The overarching 12-year goal driving this highly cross-disciplinary CRC is to deliver novel, improved individualized treatment strategies based on a mechanistic understanding of neuroblastoma evolution. We postulate that intense interplay occurs in neuroblastoma evolution between (i) genetic and non-genetic evolutionary mechanisms and (ii) genomic and phenotypic intratumor heterogeneity. The central idea in the proposed CRC1588 is that this interplay drives neuroblastoma cells to evade therapy. An integrated research approach is required to decode (primarily in the first and second funding periods) and therapeutically target (mainly in the third funding period) these complex processes. Innovative technologies allow the study of tumor evolution at previously unprecedented single-cell resolution, which is most promising to generate new clinically relevant insights.
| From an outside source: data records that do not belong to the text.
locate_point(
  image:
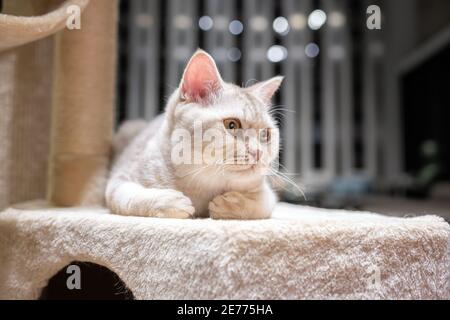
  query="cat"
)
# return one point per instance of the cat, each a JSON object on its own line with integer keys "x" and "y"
{"x": 146, "y": 181}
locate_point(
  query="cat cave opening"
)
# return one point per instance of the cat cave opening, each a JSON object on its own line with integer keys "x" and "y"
{"x": 86, "y": 281}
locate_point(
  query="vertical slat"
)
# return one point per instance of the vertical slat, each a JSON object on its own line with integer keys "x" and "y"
{"x": 219, "y": 40}
{"x": 258, "y": 37}
{"x": 346, "y": 98}
{"x": 371, "y": 102}
{"x": 151, "y": 55}
{"x": 329, "y": 88}
{"x": 143, "y": 75}
{"x": 297, "y": 91}
{"x": 133, "y": 62}
{"x": 182, "y": 20}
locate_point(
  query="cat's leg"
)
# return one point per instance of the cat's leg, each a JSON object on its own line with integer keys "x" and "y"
{"x": 129, "y": 198}
{"x": 243, "y": 205}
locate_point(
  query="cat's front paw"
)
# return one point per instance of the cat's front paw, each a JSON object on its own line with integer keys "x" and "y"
{"x": 230, "y": 205}
{"x": 174, "y": 204}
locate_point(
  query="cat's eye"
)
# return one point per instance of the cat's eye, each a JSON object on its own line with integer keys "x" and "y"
{"x": 232, "y": 124}
{"x": 264, "y": 135}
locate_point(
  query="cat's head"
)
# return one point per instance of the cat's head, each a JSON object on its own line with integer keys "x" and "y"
{"x": 221, "y": 127}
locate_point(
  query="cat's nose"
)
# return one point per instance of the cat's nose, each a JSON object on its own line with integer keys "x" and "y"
{"x": 256, "y": 154}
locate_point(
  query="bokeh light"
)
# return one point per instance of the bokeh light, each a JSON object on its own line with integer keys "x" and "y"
{"x": 312, "y": 50}
{"x": 277, "y": 53}
{"x": 236, "y": 27}
{"x": 205, "y": 23}
{"x": 281, "y": 25}
{"x": 317, "y": 19}
{"x": 234, "y": 54}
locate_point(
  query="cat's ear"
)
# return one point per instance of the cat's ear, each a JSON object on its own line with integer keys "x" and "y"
{"x": 265, "y": 90}
{"x": 201, "y": 79}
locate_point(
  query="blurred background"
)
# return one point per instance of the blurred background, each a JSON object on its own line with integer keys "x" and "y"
{"x": 364, "y": 112}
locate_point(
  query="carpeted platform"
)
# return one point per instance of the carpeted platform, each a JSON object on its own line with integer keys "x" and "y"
{"x": 301, "y": 253}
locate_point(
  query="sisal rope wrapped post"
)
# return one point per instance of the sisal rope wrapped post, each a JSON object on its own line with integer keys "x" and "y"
{"x": 83, "y": 104}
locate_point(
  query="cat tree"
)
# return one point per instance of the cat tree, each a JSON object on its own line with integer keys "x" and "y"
{"x": 52, "y": 77}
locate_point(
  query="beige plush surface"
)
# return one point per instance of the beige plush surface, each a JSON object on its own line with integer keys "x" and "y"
{"x": 46, "y": 68}
{"x": 301, "y": 253}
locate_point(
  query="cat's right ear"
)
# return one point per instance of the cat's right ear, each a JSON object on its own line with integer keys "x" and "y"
{"x": 201, "y": 79}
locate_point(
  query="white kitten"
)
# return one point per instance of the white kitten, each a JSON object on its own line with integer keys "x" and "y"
{"x": 147, "y": 180}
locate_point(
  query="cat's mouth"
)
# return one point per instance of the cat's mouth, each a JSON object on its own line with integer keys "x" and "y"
{"x": 247, "y": 168}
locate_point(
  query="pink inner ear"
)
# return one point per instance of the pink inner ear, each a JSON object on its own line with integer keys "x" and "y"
{"x": 201, "y": 78}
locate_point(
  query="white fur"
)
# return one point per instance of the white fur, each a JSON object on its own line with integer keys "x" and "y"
{"x": 145, "y": 182}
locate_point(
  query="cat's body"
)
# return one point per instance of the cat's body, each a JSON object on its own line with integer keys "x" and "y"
{"x": 145, "y": 180}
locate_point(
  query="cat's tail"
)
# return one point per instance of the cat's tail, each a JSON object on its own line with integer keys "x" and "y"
{"x": 127, "y": 132}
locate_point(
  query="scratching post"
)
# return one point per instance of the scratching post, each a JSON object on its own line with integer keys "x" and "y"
{"x": 26, "y": 66}
{"x": 82, "y": 115}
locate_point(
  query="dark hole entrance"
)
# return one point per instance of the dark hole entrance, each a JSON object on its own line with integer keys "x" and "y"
{"x": 96, "y": 283}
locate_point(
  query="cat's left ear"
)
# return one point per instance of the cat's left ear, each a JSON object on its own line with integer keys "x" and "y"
{"x": 265, "y": 90}
{"x": 201, "y": 79}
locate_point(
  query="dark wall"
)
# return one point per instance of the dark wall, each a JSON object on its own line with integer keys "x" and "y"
{"x": 426, "y": 110}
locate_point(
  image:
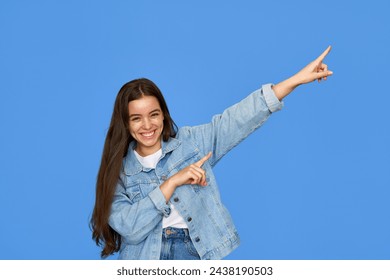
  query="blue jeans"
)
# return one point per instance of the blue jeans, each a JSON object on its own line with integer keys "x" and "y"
{"x": 177, "y": 245}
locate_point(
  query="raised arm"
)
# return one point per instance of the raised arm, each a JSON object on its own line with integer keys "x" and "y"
{"x": 315, "y": 70}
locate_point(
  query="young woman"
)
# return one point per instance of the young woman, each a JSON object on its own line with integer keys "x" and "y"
{"x": 156, "y": 194}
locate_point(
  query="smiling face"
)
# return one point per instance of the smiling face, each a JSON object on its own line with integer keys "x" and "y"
{"x": 146, "y": 124}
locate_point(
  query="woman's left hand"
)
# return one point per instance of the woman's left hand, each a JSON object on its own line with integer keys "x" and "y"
{"x": 315, "y": 70}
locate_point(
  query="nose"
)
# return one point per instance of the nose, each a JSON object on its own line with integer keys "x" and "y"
{"x": 147, "y": 123}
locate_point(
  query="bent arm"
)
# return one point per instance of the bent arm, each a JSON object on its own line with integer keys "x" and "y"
{"x": 135, "y": 221}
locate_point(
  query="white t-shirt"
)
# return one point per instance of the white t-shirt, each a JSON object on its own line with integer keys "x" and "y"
{"x": 174, "y": 219}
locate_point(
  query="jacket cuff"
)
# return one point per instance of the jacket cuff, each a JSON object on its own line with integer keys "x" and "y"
{"x": 272, "y": 101}
{"x": 158, "y": 200}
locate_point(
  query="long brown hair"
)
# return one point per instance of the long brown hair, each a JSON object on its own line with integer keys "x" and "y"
{"x": 115, "y": 148}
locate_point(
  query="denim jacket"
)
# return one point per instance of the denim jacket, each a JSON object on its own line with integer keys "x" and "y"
{"x": 139, "y": 205}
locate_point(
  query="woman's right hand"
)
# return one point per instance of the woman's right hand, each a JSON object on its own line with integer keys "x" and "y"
{"x": 192, "y": 174}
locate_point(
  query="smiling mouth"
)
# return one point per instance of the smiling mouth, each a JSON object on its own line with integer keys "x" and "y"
{"x": 148, "y": 134}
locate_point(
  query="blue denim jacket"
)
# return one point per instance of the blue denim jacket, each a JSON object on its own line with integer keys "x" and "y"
{"x": 139, "y": 205}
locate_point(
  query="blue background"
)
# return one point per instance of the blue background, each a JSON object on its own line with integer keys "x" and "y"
{"x": 312, "y": 183}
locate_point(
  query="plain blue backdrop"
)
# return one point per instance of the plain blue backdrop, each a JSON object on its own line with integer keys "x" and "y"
{"x": 312, "y": 183}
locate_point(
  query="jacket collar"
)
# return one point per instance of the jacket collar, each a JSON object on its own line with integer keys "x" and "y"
{"x": 132, "y": 166}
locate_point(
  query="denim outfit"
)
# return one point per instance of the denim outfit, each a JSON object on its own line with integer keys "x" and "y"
{"x": 139, "y": 205}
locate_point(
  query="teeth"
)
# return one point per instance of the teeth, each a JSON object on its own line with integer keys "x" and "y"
{"x": 148, "y": 134}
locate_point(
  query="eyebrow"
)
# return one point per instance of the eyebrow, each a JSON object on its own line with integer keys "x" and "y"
{"x": 151, "y": 112}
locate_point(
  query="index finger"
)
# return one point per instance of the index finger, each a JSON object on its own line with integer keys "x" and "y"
{"x": 324, "y": 54}
{"x": 203, "y": 160}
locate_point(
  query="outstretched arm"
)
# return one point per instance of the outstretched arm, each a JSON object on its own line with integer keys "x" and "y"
{"x": 315, "y": 70}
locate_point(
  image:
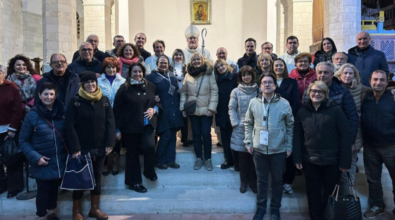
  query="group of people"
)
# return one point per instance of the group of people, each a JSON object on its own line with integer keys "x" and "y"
{"x": 276, "y": 115}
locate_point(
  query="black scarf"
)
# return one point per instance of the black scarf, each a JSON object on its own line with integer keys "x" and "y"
{"x": 193, "y": 71}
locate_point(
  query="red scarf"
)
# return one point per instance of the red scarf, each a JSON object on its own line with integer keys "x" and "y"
{"x": 122, "y": 60}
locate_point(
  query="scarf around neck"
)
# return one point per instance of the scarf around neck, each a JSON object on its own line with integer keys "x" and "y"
{"x": 94, "y": 96}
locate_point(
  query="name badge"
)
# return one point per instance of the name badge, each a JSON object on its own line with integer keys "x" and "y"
{"x": 264, "y": 138}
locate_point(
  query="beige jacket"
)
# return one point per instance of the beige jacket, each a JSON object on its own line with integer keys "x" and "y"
{"x": 208, "y": 95}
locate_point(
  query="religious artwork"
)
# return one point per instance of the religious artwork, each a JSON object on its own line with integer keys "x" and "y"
{"x": 201, "y": 11}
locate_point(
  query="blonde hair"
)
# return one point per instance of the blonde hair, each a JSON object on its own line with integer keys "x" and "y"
{"x": 321, "y": 85}
{"x": 354, "y": 69}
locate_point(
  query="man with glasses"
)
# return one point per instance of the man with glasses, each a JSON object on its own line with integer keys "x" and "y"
{"x": 118, "y": 41}
{"x": 98, "y": 54}
{"x": 66, "y": 81}
{"x": 86, "y": 61}
{"x": 267, "y": 47}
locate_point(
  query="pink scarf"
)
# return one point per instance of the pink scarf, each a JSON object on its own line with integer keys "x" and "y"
{"x": 122, "y": 60}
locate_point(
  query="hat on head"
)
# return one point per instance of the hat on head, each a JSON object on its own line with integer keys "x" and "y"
{"x": 192, "y": 30}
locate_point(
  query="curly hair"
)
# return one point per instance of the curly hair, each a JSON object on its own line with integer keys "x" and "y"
{"x": 26, "y": 60}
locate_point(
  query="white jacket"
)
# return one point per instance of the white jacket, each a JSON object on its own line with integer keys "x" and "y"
{"x": 110, "y": 90}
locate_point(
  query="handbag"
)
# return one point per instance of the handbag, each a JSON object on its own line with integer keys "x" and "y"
{"x": 190, "y": 106}
{"x": 346, "y": 207}
{"x": 10, "y": 152}
{"x": 78, "y": 174}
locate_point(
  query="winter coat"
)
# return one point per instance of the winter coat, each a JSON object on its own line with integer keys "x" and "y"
{"x": 90, "y": 126}
{"x": 280, "y": 125}
{"x": 378, "y": 120}
{"x": 303, "y": 83}
{"x": 108, "y": 89}
{"x": 323, "y": 136}
{"x": 37, "y": 138}
{"x": 79, "y": 66}
{"x": 225, "y": 87}
{"x": 71, "y": 89}
{"x": 130, "y": 104}
{"x": 208, "y": 95}
{"x": 170, "y": 116}
{"x": 367, "y": 62}
{"x": 10, "y": 105}
{"x": 238, "y": 105}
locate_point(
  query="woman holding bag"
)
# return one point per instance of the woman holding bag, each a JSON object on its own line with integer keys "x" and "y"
{"x": 41, "y": 140}
{"x": 90, "y": 129}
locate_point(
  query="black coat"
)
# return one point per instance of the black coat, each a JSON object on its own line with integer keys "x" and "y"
{"x": 80, "y": 66}
{"x": 225, "y": 87}
{"x": 322, "y": 137}
{"x": 130, "y": 103}
{"x": 378, "y": 120}
{"x": 90, "y": 126}
{"x": 72, "y": 85}
{"x": 289, "y": 91}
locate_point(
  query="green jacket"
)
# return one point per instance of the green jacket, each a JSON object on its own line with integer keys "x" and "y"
{"x": 280, "y": 125}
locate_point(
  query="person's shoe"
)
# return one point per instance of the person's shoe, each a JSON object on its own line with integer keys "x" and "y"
{"x": 138, "y": 188}
{"x": 373, "y": 212}
{"x": 288, "y": 189}
{"x": 226, "y": 165}
{"x": 161, "y": 166}
{"x": 173, "y": 165}
{"x": 259, "y": 214}
{"x": 198, "y": 164}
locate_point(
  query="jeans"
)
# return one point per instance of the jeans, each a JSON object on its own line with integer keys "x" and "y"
{"x": 201, "y": 127}
{"x": 320, "y": 178}
{"x": 273, "y": 165}
{"x": 374, "y": 158}
{"x": 97, "y": 164}
{"x": 167, "y": 147}
{"x": 47, "y": 195}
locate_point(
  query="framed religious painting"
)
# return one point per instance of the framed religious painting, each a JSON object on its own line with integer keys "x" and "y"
{"x": 200, "y": 11}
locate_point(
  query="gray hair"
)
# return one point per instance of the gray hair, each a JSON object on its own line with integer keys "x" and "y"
{"x": 328, "y": 64}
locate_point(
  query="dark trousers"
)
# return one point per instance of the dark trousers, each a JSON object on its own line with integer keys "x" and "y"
{"x": 13, "y": 181}
{"x": 226, "y": 134}
{"x": 247, "y": 168}
{"x": 97, "y": 164}
{"x": 290, "y": 169}
{"x": 374, "y": 158}
{"x": 201, "y": 127}
{"x": 47, "y": 195}
{"x": 167, "y": 146}
{"x": 274, "y": 166}
{"x": 320, "y": 183}
{"x": 132, "y": 142}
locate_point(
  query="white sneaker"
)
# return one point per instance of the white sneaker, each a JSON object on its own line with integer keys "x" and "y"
{"x": 288, "y": 189}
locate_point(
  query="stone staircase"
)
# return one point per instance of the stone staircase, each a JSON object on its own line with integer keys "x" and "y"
{"x": 186, "y": 190}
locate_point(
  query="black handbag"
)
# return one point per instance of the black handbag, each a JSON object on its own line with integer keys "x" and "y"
{"x": 190, "y": 106}
{"x": 346, "y": 207}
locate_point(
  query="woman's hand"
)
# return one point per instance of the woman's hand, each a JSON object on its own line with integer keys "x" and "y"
{"x": 75, "y": 155}
{"x": 43, "y": 161}
{"x": 108, "y": 150}
{"x": 149, "y": 113}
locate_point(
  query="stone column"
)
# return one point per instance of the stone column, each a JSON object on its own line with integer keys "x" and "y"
{"x": 97, "y": 20}
{"x": 59, "y": 28}
{"x": 342, "y": 22}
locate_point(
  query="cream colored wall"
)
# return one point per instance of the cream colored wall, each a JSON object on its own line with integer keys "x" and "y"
{"x": 233, "y": 21}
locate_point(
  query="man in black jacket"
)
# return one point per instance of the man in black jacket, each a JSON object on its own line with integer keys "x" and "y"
{"x": 66, "y": 81}
{"x": 377, "y": 124}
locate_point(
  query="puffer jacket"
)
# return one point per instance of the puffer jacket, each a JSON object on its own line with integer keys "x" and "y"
{"x": 323, "y": 136}
{"x": 238, "y": 104}
{"x": 280, "y": 125}
{"x": 208, "y": 95}
{"x": 108, "y": 89}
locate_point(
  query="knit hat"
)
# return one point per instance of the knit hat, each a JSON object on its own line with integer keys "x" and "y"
{"x": 87, "y": 75}
{"x": 192, "y": 30}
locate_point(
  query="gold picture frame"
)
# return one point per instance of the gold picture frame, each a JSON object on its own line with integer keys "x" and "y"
{"x": 200, "y": 11}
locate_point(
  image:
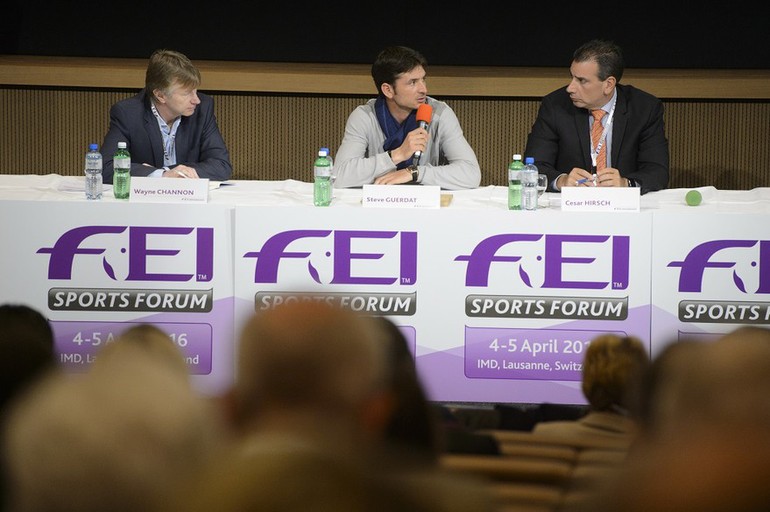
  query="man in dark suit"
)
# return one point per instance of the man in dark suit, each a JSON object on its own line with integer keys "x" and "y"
{"x": 629, "y": 148}
{"x": 170, "y": 127}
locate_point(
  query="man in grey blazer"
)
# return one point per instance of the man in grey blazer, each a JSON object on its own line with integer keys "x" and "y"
{"x": 169, "y": 126}
{"x": 631, "y": 148}
{"x": 383, "y": 135}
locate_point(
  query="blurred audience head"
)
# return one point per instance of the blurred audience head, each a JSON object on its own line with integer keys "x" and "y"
{"x": 707, "y": 442}
{"x": 414, "y": 423}
{"x": 308, "y": 361}
{"x": 112, "y": 439}
{"x": 145, "y": 338}
{"x": 26, "y": 349}
{"x": 612, "y": 370}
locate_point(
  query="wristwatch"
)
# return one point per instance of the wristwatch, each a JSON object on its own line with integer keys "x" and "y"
{"x": 415, "y": 172}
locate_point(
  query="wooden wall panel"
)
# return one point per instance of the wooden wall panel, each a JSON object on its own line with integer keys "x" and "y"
{"x": 275, "y": 136}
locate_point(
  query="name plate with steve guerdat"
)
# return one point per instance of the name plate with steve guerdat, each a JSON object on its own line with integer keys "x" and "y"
{"x": 600, "y": 199}
{"x": 168, "y": 190}
{"x": 401, "y": 196}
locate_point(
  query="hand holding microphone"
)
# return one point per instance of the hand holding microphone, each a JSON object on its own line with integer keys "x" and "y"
{"x": 424, "y": 114}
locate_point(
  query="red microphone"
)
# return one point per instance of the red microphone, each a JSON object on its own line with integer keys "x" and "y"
{"x": 424, "y": 113}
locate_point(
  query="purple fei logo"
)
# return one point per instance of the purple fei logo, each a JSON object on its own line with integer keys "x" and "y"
{"x": 400, "y": 246}
{"x": 704, "y": 256}
{"x": 138, "y": 252}
{"x": 552, "y": 250}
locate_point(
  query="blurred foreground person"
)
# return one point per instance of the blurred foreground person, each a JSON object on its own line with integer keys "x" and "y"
{"x": 313, "y": 403}
{"x": 116, "y": 438}
{"x": 708, "y": 448}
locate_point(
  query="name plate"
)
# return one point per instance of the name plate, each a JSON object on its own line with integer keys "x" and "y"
{"x": 401, "y": 196}
{"x": 600, "y": 199}
{"x": 168, "y": 190}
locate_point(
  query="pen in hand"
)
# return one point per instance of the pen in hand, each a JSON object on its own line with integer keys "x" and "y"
{"x": 586, "y": 180}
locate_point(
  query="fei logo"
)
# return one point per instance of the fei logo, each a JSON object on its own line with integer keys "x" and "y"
{"x": 561, "y": 261}
{"x": 754, "y": 265}
{"x": 190, "y": 249}
{"x": 390, "y": 257}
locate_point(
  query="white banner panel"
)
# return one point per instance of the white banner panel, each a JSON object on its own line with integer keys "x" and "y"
{"x": 497, "y": 305}
{"x": 711, "y": 274}
{"x": 96, "y": 268}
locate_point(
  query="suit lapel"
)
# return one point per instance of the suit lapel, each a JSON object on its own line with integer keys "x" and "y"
{"x": 182, "y": 140}
{"x": 580, "y": 116}
{"x": 153, "y": 134}
{"x": 619, "y": 125}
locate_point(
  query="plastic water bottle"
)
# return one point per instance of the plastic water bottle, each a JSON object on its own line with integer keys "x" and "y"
{"x": 93, "y": 172}
{"x": 322, "y": 180}
{"x": 529, "y": 184}
{"x": 121, "y": 165}
{"x": 514, "y": 183}
{"x": 331, "y": 170}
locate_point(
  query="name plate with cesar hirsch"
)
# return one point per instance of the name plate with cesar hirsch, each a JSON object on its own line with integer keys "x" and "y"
{"x": 600, "y": 199}
{"x": 401, "y": 196}
{"x": 168, "y": 190}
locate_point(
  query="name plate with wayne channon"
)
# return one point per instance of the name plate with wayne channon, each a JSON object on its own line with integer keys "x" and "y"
{"x": 168, "y": 190}
{"x": 401, "y": 196}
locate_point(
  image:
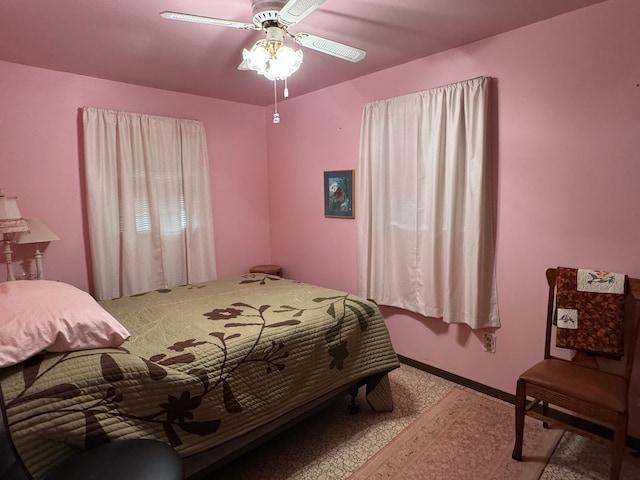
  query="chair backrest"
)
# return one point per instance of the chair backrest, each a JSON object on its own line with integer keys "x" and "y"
{"x": 631, "y": 315}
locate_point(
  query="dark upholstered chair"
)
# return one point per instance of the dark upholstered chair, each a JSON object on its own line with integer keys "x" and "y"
{"x": 122, "y": 460}
{"x": 579, "y": 385}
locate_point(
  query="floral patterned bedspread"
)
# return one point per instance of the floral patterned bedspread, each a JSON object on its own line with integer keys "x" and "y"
{"x": 205, "y": 363}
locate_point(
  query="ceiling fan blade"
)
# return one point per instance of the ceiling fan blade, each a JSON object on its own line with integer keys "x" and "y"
{"x": 185, "y": 17}
{"x": 329, "y": 47}
{"x": 296, "y": 10}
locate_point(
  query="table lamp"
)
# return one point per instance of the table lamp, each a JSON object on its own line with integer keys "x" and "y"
{"x": 11, "y": 222}
{"x": 39, "y": 232}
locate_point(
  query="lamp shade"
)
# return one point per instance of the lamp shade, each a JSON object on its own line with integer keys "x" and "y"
{"x": 11, "y": 220}
{"x": 39, "y": 232}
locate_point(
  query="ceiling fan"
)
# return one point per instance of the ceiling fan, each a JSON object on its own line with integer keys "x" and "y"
{"x": 275, "y": 17}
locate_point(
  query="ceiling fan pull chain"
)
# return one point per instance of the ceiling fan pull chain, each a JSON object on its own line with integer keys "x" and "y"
{"x": 276, "y": 115}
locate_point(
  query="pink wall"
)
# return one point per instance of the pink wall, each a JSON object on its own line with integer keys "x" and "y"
{"x": 568, "y": 109}
{"x": 41, "y": 163}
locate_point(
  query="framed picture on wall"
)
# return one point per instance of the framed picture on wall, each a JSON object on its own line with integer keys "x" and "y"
{"x": 338, "y": 194}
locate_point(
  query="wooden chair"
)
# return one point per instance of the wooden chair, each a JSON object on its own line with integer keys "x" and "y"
{"x": 578, "y": 386}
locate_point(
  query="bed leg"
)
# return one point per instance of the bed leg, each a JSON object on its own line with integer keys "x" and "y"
{"x": 353, "y": 407}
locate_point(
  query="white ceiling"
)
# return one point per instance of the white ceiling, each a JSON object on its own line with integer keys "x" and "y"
{"x": 128, "y": 41}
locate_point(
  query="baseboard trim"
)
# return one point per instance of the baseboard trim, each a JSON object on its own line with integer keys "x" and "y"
{"x": 593, "y": 428}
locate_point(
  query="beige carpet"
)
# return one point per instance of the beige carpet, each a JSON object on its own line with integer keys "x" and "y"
{"x": 464, "y": 436}
{"x": 332, "y": 445}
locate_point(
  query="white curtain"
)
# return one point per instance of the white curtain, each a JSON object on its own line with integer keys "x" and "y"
{"x": 425, "y": 228}
{"x": 148, "y": 201}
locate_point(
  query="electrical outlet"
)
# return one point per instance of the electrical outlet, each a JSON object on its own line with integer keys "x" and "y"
{"x": 489, "y": 342}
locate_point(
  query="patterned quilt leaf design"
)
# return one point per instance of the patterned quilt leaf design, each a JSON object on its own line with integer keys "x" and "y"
{"x": 194, "y": 363}
{"x": 336, "y": 308}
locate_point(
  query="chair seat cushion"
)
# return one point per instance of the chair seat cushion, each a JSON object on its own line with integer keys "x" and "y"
{"x": 589, "y": 385}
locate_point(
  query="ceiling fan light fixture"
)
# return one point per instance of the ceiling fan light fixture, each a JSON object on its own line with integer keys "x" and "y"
{"x": 272, "y": 58}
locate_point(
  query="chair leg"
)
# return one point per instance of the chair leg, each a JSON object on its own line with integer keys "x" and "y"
{"x": 617, "y": 447}
{"x": 545, "y": 412}
{"x": 521, "y": 399}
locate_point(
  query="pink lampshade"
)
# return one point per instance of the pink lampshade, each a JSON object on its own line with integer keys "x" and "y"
{"x": 39, "y": 232}
{"x": 11, "y": 220}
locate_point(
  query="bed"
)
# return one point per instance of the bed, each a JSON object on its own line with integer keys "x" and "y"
{"x": 211, "y": 369}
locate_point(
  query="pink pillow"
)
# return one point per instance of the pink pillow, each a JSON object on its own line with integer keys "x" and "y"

CRC1588 aims to take a leading role in the emerging field of neuroblastoma evolution by (i) comprehensively characterizing, functionally evaluating and understanding its tumor intrinsic mechanisms (Research Area A); (ii) dissecting/targeting signaling driven by MYCN and ALK oncogenes, which strongly contribute to mechanisms of neuroblastoma development and evolution (Research Area B) and (iii) illuminating how tumor cell interactions with their micro- and macroenvironments contribute to evolution (Research Area C). We will use modern data science approaches to conduct cross-platform analysis of molecular patient datasets and cross-species analyses from human, mouse, zebrafish and chicken embryo data. Uniquely, CRC1588 will have direct access to the national neuroblastoma clinical trial and national biobank, enabling immediate transfer of new molecular knowledge into academic clinical trials.

CRC1588 will constitute a long-term research area perfectly fitting into the supportive Charité and Berlin research environments, which are focused on efficient translation of systems medicine approaches in diseases with a high medical need. CRC1588 implementation will offer subsequent benefits for recruitment of international talent and novel interdisciplinary training formats in the highly specialized research field of pediatric cancer. The comprehensive CRC1588 program will be rounded off by innovative activities in science communication with patients/parents, key stakeholders in the health care system and the public.